Link to Owner Dr. Robert B. Pamplin Jr.



As some of you know, I am not a native Oregonian. In fact, since I hail from the great state of Maine, I’m about as far from a native Oregonian as one could be and still have been raised somewhere in the contiguous United States.

Occasionally, I do miss the rocky coasts and thick evergreen forests of my homeland, but for the most part, I love living in Oregon, especially when we’re enjoying sunshine and T-shirt weather and my friends back in Maine are enduring blizzards.

It’s much more than the climate. I love the people and culture of the Beaver State, the progressive politics, the diversity and tolerance, the awareness of nature and the need to protect it, the respect for agriculture, the wonderful weirdness of Portland.

But, I have to admit, there is one thing I can’t stand about living here: the fact that I can’t pump my own gas.

I know I’m in the minority here (not that that’s ever stopped me before). Oregon’s lonely ban on self-service gasoline (only New Jersey has a similar prohibition) is actually pretty popular, and has never been seriously challenged in the Legislature since it was instituted in 1951.

Though a Public Policy Polling study last summer indicated a possible narrow majority of Oregonians favoring a repeal — 46 to 44 percent — the one time the issue was put before voters, in a 1982 referendum sponsored by service station owners, it was soundly defeated by a 15-point margin.

That poll did find self-service gas stations were much more popular among those under 45 — with 53 percent in favor of doing our own pumping and only 33 percent opposed — but I guess my demographic would have to start showing some kind of marginal interest in exercising our right to vote before our opinions carry much weight with the powers that be.

I know why I don’t like the ban: It annoys me, as I imagine it annoys most people who have ever lived in a state that allows the general public to fill their own gas tanks.

I don’t like waiting 10 minutes during rush hour for an open pump and then waiting another 15 minutes while the one attendant completes my and a dozen other costumers’ transactions — especially since I know the whole process would take all of three minutes if I could do it myself.

And I know the reasoning behind the ban. At least, I thought I did. Supporters of the prohibition (which, in my experience, includes most native Oregonians) have told me its main purpose is to create jobs.

That makes some sense to me, and I’m not about to argue we should do away with a sizeable job sector when so many people are still hurting financially and looking for work. Only, imagine my surprise when I actually read the text of the statute behind this ban, and found that increasing employment opportunities is only one of the 17 justifications the Oregon Legislature declared in support of this law (it’s No. 14).
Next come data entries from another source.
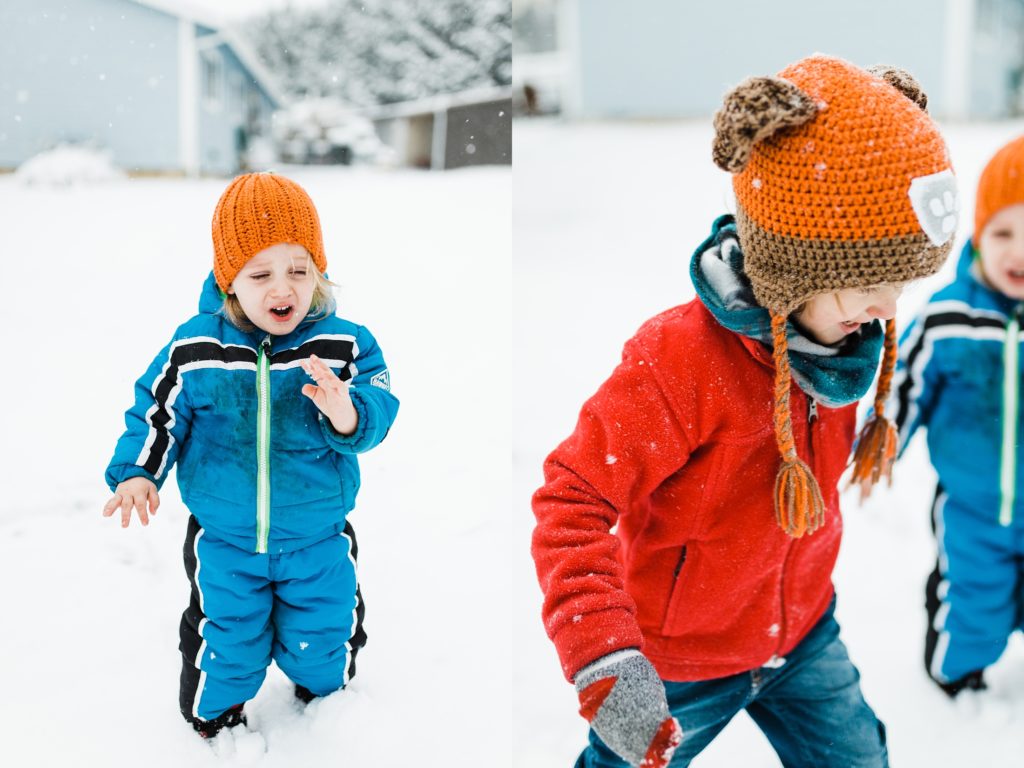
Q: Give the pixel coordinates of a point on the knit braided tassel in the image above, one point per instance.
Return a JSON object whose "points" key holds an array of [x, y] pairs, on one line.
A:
{"points": [[877, 444], [799, 506]]}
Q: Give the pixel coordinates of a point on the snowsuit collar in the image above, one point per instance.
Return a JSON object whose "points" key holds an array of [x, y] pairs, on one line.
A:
{"points": [[833, 375]]}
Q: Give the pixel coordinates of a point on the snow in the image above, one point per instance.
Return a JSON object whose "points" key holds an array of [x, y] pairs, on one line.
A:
{"points": [[501, 301], [69, 164]]}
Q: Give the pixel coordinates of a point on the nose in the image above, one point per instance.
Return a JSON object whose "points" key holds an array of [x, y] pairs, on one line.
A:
{"points": [[280, 286], [883, 308]]}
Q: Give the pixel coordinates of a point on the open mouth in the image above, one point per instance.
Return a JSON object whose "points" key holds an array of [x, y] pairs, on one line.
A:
{"points": [[282, 313]]}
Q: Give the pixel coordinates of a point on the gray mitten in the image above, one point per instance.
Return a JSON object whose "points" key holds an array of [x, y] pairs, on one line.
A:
{"points": [[623, 698]]}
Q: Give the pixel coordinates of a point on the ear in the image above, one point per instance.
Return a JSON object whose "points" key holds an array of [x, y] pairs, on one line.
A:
{"points": [[903, 82], [752, 112]]}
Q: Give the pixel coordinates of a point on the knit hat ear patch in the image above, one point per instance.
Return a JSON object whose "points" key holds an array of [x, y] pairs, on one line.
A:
{"points": [[936, 203], [751, 113]]}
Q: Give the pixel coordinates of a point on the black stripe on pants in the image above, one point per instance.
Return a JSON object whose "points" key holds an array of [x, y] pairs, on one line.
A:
{"points": [[189, 639]]}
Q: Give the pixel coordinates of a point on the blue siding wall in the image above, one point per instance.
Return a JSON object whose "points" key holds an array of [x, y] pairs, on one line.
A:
{"points": [[101, 71], [221, 119], [670, 57]]}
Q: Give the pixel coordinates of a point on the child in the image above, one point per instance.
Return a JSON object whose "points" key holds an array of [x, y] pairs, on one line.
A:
{"points": [[714, 593], [267, 474], [958, 375]]}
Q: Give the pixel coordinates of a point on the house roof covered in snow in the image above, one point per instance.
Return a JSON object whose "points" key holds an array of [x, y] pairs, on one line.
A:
{"points": [[224, 34]]}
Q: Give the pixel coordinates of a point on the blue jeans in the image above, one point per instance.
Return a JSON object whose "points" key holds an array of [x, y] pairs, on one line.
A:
{"points": [[810, 709]]}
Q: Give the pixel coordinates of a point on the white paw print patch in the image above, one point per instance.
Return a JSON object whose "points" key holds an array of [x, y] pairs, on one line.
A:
{"points": [[936, 203]]}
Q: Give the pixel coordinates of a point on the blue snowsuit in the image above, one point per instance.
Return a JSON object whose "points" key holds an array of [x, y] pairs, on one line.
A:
{"points": [[268, 552], [958, 375]]}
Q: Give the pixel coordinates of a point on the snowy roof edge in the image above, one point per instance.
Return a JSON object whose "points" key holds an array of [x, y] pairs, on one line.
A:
{"points": [[242, 49], [182, 9], [436, 102]]}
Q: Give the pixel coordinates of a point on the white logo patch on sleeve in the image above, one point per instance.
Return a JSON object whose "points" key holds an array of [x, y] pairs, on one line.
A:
{"points": [[936, 202]]}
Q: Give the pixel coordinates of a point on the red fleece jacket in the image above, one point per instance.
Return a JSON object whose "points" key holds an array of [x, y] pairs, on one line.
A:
{"points": [[655, 526]]}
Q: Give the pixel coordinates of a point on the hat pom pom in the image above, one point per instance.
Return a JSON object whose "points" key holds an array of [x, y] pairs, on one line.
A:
{"points": [[798, 499], [753, 111], [903, 82]]}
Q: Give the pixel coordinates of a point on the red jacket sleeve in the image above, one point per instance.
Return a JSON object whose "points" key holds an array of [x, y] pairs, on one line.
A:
{"points": [[628, 440]]}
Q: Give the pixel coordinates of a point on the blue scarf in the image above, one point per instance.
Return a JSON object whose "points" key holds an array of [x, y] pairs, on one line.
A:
{"points": [[834, 376]]}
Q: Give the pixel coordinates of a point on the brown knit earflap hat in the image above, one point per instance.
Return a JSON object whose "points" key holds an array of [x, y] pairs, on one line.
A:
{"points": [[259, 210], [1001, 184], [842, 180]]}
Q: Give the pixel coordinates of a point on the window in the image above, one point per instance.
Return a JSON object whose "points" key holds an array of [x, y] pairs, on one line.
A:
{"points": [[212, 79]]}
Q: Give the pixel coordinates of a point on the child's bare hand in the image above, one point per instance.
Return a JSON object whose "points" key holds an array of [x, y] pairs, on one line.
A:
{"points": [[134, 493], [330, 395]]}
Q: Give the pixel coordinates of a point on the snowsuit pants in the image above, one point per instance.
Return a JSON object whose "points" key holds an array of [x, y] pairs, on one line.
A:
{"points": [[811, 710], [302, 609], [975, 596]]}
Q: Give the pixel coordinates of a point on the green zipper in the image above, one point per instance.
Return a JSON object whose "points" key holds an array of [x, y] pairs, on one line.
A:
{"points": [[1008, 458], [263, 445]]}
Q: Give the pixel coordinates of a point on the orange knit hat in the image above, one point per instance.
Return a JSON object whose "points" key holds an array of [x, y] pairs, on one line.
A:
{"points": [[259, 210], [842, 180], [1001, 184]]}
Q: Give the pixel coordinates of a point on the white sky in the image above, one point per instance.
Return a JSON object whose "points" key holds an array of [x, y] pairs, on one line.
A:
{"points": [[231, 10]]}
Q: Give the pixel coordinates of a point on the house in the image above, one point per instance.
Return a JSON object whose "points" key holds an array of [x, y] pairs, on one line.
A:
{"points": [[653, 58], [163, 88], [453, 130]]}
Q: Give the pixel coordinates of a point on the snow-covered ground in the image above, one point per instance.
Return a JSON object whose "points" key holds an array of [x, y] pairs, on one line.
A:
{"points": [[501, 301]]}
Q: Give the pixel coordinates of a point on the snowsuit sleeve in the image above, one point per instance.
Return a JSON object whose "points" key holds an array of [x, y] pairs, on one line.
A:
{"points": [[371, 393], [629, 438], [156, 426], [915, 384]]}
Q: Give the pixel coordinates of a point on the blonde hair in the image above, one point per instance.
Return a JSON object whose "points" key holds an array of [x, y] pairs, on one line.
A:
{"points": [[323, 304]]}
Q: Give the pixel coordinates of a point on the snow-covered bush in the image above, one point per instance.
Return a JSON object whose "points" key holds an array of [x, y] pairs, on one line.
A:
{"points": [[325, 131], [67, 165]]}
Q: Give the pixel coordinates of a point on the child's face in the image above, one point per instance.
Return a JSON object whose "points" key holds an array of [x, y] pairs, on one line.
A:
{"points": [[275, 288], [830, 317], [1001, 248]]}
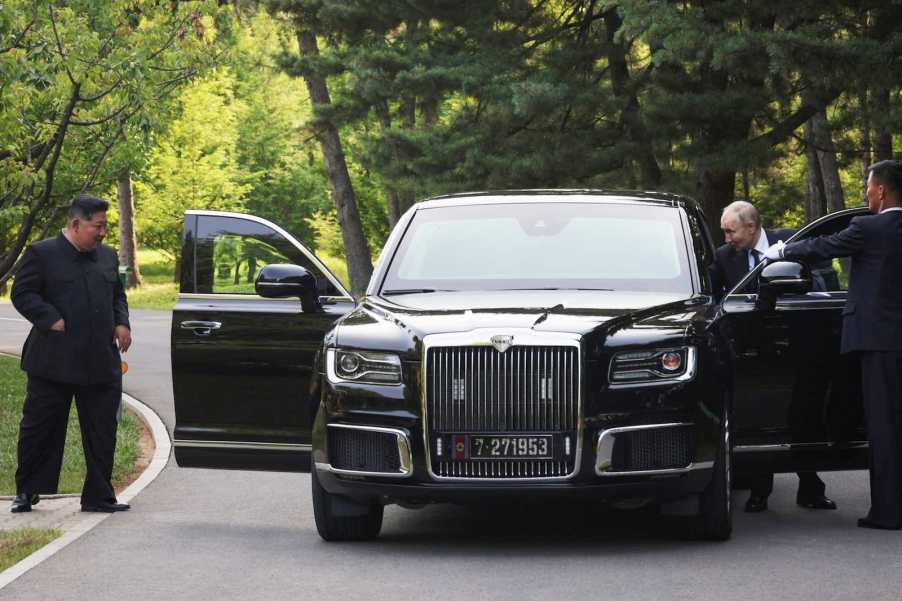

Seventeen different and unique supporting arguments would seem to point to a pretty well-founded and necessary law, unless most of the 17 points are bizarre, nonsensical and even offensive, which I would argue is the case here.

But don’t take my word for it. See for yourself.

Reason No. 1: “The dispensing of Class 1 flammable liquids by dispensers properly trained in appropriate safety procedures reduces fire hazards directly associated with the dispensing of Class 1 flammable liquids.”

In other words, people need special training in how to push a button, insert a nozzle and squeeze a handle or we will all set ourselves on fire like the guys in the “freak gasoline fight accident” scene from “Zoolander.”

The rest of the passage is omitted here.